In this paper, we consider lower bounds on the query complexity for testing CSPs in the bounded-degree model. We mainly consider Boolean CSPs allowing literals. First, for any "symmetric" predicate P : {0, 1}^k → {0,1} except EQU where k ≥ 3, we show that every (randomized) algorithm that distinguishes satisfiable instances of CSP(P) from instances (|P^-1 (0)|/2^k - ϵ)-far from satisfiability requires Ω(n^1/2+δ) queries where n is the number of variables and δ >; 0 is a constant that depends on P and e. This breaks a natural lower bound Ω(n^1/2), which is obtained by the birthday paradox. We also show that every one-sided error tester requires Ω(n) queries for such P. These results are hereditary in the sense that the same results hold for any predicate Q such that P^-1 (1) ⊆ Q^-1(1).
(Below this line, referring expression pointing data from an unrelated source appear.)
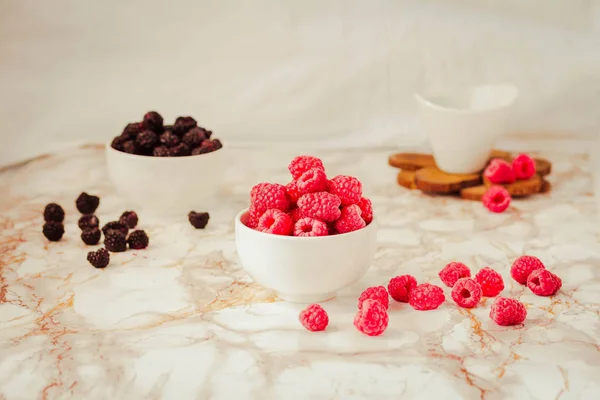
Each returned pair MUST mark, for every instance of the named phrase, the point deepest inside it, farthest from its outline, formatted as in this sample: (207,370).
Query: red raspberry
(375,293)
(523,266)
(401,286)
(310,227)
(543,282)
(506,311)
(301,164)
(490,281)
(453,272)
(496,199)
(523,166)
(350,220)
(426,297)
(322,206)
(372,318)
(367,209)
(314,318)
(276,222)
(499,171)
(466,292)
(347,188)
For EQU, we give a one-sided error tester whose query complexity is O̅(n^1/2). Also, for 2-XOR (or, equivalently E2LIN2), we show an Ω(n^1/2+δ) lower bound for distinguishing instances between e-close to and (1/2 -ϵ)-far from satisfiability. Next, for the general k-CSP over the binary domain, we show that every algorithm that distinguishes satisfiable instances from instances (1 - 2k/2^k - ϵ)-far from satisfiability requires Ω(n) queries. The matching NP-hardness is not known, even assuming the Unique Games Conjecture or the d-to-1 Conjecture. As a corollary, for Maximum Independent Set on graphs with n vertices and a degree bound d, we show that every approximation algorithm within a factor d/poly log d and an additive error of ϵn requires Ω(n) queries. Previously, only super-constant lower bounds were known.